In the summer of 1887, Pyotr Ilyich Tchaikovsky spent just over three weeks in the spa town of Borzhom in the Tiflis Province of the Russian Empire.[1] Shortly after leaving Borzhom, the Russian composer reflected on his stay at the spa in a letter to opera singer Emilia Pavlovskaya, commenting: “I do feel that Borzhom is one of the most bizarrely wonderful places in the whole world.”

For Tchaikovsky, Borzhom was a place apart, a community peculiarly detached from the real world. This was not unique to Borzhom. Tchaikovsky would have encountered much the same atmosphere in other spas around the tsarist empire, made to emulate their famous European predecessors like Carlsbad. Whether in the Caucasus, the Crimea or the Baltics, their atmosphere is still the hallmark of the traditional European spas so very popular with Russian visitors today.

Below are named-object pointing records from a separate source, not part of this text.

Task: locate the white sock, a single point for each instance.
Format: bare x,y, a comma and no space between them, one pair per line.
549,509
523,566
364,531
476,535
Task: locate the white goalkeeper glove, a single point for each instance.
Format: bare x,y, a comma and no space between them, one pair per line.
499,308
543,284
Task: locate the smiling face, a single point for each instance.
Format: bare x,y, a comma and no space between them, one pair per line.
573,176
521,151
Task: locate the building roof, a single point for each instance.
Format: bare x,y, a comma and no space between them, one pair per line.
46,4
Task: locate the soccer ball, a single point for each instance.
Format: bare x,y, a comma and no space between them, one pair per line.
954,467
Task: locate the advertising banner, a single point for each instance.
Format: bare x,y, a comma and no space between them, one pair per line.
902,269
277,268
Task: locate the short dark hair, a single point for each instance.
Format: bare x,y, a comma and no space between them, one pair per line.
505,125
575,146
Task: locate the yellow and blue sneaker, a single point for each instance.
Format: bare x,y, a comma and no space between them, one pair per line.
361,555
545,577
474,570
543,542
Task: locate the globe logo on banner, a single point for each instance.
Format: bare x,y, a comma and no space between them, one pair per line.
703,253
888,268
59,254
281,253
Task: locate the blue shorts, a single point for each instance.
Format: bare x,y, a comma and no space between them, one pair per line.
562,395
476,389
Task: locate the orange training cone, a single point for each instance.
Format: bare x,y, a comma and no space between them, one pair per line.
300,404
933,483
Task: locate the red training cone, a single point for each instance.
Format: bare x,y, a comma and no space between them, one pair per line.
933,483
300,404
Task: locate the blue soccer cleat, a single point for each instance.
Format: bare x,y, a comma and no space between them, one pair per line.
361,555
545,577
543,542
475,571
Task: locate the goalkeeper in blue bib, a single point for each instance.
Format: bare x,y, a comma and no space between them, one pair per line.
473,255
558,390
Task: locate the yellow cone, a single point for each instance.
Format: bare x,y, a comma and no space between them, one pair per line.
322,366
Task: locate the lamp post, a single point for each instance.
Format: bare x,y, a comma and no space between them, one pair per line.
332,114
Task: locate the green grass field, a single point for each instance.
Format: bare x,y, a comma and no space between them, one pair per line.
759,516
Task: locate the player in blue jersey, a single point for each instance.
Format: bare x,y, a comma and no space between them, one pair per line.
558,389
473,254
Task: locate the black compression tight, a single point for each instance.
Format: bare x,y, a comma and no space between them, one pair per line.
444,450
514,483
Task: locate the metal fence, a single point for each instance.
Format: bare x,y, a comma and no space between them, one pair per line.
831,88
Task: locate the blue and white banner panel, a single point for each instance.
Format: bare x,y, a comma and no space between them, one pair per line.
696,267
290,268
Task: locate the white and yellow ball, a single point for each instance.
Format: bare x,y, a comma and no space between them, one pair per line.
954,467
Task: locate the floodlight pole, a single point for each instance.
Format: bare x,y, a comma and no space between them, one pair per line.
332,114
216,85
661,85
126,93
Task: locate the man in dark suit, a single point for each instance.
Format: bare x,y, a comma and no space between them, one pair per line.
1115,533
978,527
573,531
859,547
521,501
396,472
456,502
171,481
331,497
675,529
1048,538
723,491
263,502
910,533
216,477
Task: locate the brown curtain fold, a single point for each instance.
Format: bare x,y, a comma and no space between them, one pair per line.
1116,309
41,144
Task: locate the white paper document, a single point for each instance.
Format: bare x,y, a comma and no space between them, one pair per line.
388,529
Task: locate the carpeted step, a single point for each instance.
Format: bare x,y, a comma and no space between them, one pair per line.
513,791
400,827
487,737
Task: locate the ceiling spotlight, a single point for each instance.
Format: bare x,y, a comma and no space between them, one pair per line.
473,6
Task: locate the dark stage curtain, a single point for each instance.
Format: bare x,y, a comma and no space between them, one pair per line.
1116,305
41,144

Tchaikovsky used his time in Borzhom to good effect, taking the waters as prescribed by his doctor and working on the orchestration for his Suite No. 4 (Mozartiana). So he worked, to be sure, but at a different tempo. The clocks run slower in spa towns. It is that sense of time having stalled, of being in a refuge where the worries of everyday life are kept at bay, that makes such places so enduringly popular. The spa is a sanctuary, though whether it promotes more the betterment of the body or the soul is open for debate.